2. Find the indefinite integral of x*sqrt(9+x^2)dx using the substitution x=3tan(theta):
To solve this integral, we will use the substitution method.
Let x = 3tan(theta), then dx = 3sec^2(theta)d(theta).
By substituting the expressions for x and dx, we convert the given integral into a new integral:
∫ x*sqrt(9+x^2)dx = ∫ (3tan(theta))*sqrt(9+(3tan(theta))^2)*(3sec^2(theta))d(theta).
Simplifying the expression further, we have:
= 27∫ tan(theta)*sec(theta)*sqrt(9tan^2(theta)+9) d(theta).
Now, using the trigonometric identity sec^2(theta) = 1 + tan^2(theta), we can simplify the expression inside the square root:
= 27∫ tan(theta)*sec(theta)*3sec(theta) d(theta).
= 81∫ tan(theta)sec^2(theta)d(theta).
This integral simplifies back to the original integral of tan(theta)sec^2(theta), which is simply sec(theta) + C.
Substituting back the value of x, we have:
∫ x*sqrt(9+x^2)dx = 81(sec(theta)) + C.
Now, we need to convert the answer back to x form.
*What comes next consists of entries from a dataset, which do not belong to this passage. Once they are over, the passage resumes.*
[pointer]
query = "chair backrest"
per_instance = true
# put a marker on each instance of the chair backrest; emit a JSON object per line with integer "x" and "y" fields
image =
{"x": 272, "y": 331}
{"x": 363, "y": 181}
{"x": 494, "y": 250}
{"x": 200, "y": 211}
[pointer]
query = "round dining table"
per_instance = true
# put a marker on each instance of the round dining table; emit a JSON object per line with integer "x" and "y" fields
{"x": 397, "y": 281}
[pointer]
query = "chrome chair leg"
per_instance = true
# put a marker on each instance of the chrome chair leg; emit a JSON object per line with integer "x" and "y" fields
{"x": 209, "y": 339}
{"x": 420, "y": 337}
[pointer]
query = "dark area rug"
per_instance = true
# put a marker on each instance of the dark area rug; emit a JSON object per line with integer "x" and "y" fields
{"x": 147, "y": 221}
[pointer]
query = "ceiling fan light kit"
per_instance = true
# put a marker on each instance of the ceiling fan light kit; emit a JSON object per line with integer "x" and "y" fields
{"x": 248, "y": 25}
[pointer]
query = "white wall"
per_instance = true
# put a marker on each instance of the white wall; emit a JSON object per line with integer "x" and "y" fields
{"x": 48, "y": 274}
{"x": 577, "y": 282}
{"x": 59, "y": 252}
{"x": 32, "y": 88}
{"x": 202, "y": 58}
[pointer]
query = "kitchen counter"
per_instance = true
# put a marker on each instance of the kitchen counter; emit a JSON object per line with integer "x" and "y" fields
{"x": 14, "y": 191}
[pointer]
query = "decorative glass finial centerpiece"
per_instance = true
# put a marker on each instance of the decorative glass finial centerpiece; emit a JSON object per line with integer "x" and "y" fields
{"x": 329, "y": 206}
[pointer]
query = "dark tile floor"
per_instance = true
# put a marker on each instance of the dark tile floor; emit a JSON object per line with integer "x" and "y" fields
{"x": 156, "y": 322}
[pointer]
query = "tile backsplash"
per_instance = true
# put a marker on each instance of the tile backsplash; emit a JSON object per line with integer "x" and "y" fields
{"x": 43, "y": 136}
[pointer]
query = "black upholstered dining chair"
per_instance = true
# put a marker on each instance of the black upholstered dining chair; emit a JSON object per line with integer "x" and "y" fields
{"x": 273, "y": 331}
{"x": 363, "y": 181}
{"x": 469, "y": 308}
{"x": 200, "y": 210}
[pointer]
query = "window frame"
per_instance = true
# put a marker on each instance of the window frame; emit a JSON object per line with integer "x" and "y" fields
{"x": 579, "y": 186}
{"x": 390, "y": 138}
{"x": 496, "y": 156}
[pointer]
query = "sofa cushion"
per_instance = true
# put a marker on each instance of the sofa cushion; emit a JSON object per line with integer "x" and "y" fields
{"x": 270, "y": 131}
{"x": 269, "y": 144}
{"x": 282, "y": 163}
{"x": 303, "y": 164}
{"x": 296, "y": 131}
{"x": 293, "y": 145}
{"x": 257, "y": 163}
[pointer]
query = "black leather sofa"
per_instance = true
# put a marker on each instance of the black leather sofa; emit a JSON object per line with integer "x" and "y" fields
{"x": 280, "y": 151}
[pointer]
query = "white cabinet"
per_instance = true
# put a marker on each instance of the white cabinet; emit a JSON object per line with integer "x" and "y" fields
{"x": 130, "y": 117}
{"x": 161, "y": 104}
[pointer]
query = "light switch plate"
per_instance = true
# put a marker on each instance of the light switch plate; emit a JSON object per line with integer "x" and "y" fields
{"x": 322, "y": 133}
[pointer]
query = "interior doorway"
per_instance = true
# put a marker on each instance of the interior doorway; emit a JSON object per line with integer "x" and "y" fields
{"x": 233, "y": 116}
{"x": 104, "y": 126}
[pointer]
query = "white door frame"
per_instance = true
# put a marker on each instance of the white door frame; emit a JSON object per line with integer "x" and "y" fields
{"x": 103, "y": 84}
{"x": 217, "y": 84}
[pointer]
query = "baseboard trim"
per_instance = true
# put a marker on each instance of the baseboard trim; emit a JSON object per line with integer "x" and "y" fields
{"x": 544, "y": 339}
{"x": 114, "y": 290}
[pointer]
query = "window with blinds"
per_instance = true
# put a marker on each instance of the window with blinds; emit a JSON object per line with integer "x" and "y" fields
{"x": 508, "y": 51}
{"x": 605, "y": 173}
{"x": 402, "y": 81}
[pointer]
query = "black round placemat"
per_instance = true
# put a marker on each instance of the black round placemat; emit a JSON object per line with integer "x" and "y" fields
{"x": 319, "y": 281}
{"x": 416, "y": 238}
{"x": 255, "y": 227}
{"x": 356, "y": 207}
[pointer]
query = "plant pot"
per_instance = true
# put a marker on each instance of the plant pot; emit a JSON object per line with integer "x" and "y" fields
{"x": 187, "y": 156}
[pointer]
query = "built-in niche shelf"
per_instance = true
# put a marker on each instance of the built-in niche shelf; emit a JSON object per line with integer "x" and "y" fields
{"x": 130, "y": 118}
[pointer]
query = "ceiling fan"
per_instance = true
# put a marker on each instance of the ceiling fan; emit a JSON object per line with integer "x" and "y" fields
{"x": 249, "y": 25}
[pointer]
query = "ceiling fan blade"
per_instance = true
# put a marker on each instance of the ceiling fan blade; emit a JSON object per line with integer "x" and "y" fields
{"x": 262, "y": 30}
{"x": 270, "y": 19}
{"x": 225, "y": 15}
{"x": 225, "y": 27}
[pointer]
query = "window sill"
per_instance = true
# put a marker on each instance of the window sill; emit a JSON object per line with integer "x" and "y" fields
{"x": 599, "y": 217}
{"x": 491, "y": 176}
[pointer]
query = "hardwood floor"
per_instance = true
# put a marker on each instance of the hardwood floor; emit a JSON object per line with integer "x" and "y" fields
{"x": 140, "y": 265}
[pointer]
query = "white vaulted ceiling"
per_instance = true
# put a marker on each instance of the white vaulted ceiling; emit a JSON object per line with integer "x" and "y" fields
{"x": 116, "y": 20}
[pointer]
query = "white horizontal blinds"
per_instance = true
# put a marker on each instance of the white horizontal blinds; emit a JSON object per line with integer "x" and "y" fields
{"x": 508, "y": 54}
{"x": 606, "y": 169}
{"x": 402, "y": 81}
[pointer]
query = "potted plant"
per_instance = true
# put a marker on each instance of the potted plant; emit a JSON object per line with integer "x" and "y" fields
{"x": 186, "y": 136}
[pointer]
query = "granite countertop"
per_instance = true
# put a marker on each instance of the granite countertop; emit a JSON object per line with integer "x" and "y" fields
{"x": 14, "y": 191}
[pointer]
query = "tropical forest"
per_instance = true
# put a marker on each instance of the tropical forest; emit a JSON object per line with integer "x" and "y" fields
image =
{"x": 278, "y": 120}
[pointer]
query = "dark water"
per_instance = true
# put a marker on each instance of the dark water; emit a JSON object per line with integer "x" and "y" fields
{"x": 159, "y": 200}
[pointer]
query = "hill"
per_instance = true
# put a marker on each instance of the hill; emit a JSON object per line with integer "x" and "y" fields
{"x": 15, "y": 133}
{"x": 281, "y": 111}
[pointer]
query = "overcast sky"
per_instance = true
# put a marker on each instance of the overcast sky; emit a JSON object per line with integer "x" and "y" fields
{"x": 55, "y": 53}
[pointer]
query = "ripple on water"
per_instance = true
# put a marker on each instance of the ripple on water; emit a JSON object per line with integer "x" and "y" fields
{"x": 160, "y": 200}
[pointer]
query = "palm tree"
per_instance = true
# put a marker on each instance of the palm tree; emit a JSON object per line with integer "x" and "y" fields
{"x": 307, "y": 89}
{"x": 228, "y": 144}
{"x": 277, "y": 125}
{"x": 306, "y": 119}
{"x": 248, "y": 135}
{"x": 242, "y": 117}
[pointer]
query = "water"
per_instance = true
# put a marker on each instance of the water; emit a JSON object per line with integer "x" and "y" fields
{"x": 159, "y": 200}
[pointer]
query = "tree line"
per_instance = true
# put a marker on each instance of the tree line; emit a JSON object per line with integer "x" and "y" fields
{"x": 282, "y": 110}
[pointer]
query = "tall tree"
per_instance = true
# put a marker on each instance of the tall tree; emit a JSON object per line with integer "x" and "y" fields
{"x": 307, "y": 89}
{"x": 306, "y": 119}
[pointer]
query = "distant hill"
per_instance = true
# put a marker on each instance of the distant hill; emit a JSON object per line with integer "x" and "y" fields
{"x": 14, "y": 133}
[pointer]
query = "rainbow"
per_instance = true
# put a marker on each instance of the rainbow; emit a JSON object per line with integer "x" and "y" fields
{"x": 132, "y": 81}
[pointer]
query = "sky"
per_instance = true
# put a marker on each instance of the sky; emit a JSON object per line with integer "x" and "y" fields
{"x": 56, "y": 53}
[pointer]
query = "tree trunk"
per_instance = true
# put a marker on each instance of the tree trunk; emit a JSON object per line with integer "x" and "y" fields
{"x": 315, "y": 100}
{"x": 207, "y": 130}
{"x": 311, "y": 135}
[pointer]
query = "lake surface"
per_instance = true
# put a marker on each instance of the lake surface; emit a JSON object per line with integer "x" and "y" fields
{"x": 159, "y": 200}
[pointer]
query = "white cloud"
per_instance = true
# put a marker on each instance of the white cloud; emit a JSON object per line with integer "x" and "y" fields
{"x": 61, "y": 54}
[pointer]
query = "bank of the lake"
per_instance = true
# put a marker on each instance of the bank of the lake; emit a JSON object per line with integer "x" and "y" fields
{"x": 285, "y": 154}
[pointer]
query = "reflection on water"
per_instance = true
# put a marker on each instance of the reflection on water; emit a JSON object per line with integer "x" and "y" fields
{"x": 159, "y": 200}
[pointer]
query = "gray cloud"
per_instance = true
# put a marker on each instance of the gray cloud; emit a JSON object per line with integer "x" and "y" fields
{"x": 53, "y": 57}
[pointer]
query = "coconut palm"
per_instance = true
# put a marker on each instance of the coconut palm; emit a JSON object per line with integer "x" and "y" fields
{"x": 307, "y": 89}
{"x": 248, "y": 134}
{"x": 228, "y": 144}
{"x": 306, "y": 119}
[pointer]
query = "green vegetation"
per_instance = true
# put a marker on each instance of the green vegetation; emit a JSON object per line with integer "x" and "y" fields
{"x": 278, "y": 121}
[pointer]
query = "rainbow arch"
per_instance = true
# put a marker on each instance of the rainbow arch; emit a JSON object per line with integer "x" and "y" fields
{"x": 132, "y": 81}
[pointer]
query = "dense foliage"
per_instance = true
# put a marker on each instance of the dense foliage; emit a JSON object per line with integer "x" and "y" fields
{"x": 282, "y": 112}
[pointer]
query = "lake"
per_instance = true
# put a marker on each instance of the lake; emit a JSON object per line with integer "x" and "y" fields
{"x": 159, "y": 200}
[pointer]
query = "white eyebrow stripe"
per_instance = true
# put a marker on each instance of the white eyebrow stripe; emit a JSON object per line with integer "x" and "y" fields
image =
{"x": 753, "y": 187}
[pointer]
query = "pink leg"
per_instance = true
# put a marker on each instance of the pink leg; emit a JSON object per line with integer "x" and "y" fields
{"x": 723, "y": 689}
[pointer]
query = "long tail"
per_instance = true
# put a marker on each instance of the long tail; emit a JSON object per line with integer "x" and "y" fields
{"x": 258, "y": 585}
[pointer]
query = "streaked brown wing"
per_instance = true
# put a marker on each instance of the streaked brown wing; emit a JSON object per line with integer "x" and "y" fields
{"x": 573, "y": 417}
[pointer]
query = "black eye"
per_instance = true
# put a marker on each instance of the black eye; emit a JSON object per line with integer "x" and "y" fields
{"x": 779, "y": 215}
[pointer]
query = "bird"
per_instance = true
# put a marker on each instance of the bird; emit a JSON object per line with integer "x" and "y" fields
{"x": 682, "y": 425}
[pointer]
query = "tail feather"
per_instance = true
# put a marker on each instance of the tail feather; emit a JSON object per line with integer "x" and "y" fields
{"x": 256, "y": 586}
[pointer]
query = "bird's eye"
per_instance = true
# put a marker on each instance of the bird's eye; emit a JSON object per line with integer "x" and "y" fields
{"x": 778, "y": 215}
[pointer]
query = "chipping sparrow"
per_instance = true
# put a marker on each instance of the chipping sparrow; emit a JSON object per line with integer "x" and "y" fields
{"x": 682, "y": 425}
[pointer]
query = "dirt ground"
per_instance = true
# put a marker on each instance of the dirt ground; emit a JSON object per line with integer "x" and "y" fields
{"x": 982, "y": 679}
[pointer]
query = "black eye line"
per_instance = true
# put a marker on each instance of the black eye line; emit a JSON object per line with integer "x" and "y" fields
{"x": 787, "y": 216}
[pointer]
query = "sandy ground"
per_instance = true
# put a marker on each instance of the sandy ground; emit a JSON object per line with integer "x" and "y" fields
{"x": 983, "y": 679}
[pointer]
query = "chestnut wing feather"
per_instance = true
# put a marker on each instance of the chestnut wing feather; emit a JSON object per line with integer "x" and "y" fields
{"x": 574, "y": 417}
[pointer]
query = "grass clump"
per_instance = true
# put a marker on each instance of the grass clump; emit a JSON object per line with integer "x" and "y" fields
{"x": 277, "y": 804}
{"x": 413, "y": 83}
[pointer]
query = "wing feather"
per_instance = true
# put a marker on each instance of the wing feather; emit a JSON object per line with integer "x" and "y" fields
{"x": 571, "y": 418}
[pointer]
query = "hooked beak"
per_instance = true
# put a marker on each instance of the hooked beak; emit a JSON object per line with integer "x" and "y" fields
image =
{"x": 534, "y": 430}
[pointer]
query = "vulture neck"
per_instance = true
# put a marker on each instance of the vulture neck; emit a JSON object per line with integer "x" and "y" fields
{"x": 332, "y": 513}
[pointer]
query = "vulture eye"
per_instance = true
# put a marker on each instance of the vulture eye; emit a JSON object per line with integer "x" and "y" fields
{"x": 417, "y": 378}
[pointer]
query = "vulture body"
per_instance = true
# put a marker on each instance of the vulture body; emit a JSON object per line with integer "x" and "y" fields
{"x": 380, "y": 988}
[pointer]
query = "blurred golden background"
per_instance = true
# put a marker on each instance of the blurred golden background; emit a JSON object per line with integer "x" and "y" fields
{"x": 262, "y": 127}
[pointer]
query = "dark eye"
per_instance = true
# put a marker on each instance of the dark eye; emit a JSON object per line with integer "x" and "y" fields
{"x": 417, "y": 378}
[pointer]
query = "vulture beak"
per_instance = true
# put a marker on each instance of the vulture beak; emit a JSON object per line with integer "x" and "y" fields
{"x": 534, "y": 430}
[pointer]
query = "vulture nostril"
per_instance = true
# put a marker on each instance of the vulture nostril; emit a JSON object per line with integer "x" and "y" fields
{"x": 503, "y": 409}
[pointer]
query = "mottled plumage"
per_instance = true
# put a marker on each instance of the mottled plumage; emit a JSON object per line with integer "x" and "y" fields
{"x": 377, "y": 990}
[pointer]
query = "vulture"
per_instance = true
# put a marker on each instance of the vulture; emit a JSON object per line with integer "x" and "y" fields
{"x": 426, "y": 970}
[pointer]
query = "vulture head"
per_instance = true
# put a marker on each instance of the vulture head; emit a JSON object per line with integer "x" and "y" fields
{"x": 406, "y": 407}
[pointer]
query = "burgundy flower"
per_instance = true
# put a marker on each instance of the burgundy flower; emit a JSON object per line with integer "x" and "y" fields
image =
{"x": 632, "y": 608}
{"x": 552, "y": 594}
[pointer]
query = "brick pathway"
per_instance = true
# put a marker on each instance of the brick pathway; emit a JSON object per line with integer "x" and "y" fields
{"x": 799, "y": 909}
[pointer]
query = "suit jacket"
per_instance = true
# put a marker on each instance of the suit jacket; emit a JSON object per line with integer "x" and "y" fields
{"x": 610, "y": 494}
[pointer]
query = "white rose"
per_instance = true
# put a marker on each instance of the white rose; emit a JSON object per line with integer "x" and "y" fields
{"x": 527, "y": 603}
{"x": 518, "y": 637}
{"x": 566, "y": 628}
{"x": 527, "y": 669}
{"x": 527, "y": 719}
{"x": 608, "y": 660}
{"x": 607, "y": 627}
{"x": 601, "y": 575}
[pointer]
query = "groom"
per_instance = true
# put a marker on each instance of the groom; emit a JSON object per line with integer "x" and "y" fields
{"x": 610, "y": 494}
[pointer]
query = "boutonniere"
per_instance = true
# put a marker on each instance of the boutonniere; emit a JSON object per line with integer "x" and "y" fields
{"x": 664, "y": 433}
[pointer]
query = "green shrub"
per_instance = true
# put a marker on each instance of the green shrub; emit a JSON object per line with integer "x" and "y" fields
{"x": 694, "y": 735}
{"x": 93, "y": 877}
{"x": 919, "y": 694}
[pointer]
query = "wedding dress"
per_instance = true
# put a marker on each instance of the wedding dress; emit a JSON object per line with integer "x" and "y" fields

We can use the right triangle relationship from the substitution:
tan(theta) = x/3, so sec(theta) = sqrt(1 + tan^2(theta)) = sqrt(1 + (x/3)^2) = sqrt((x^2+9)/9).
Finally, substituting sec(theta) = sqrt((x^2+9)/9) back into the answer gives us:
∫ x*sqrt(9+x^2)dx = 81(sqrt((x^2+9)/9)) + C.
3. Find the indefinite integral of cos(x)sin^3(x)dx:
To solve this integral, we will use the integration by parts method.
Let u = sin(x), then du = cos(x)dx.
And dv = sin^2(x)dx, then v = ∫ sin^2(x)dx = (1/2) ∫ (1 - cos(2x))dx = (1/2) (x - (1/2)sin(2x)).
Now, using the integration by parts formula:
∫ u dv = uv - ∫ v du.
We have:
∫ cos(x)sin^3(x)dx = (1/2)sin^2(x) - (1/2) ∫ (x - (1/2)sin(2x)) cos(x)dx.
Simplifying the expression further, we have:
= (1/2)sin^2(x) - (1/2) ∫ (x cos(x) - (1/2)sin(2x)cos(x))dx.
= (1/2)sin^2(x) - (1/2) ∫ x cos(x)dx + (1/4) ∫ sin(2x)cos(x)dx.
The first integral, ∫ x cos(x)dx, can be integrated using integration by parts or direct integration to give x sin(x) - ∫ sin(x)dx = x sin(x) + cos(x) + C1.
The second integral, ∫ sin(2x)cos(x)dx, can be rewritten using the double angle identity sin(2x) = 2sin(x)cos(x):
= (1/4) ∫ 2sin(x)cos^2(x)dx.
Now, we let u = cos(x), then du = -sin(x)dx.
And dv = 2sin(x)cos^2(x)dx, then v = ∫ 2sin(x)cos^2(x)dx = 2/3 cos^3(x).
Therefore, applying the integration by parts formula to the second integral:
= (1/4) (-2/3 cos^3(x)) + C2 = -1/6 cos^3(x) + C2.
Putting everything together, the final solution is:
∫ cos(x)sin^3(x)dx = (1/2)sin^2(x) - (1/2)(x sin(x) + cos(x)) - 1/6 cos^3(x) + C, where C = C1 + C2 is the constant of integration.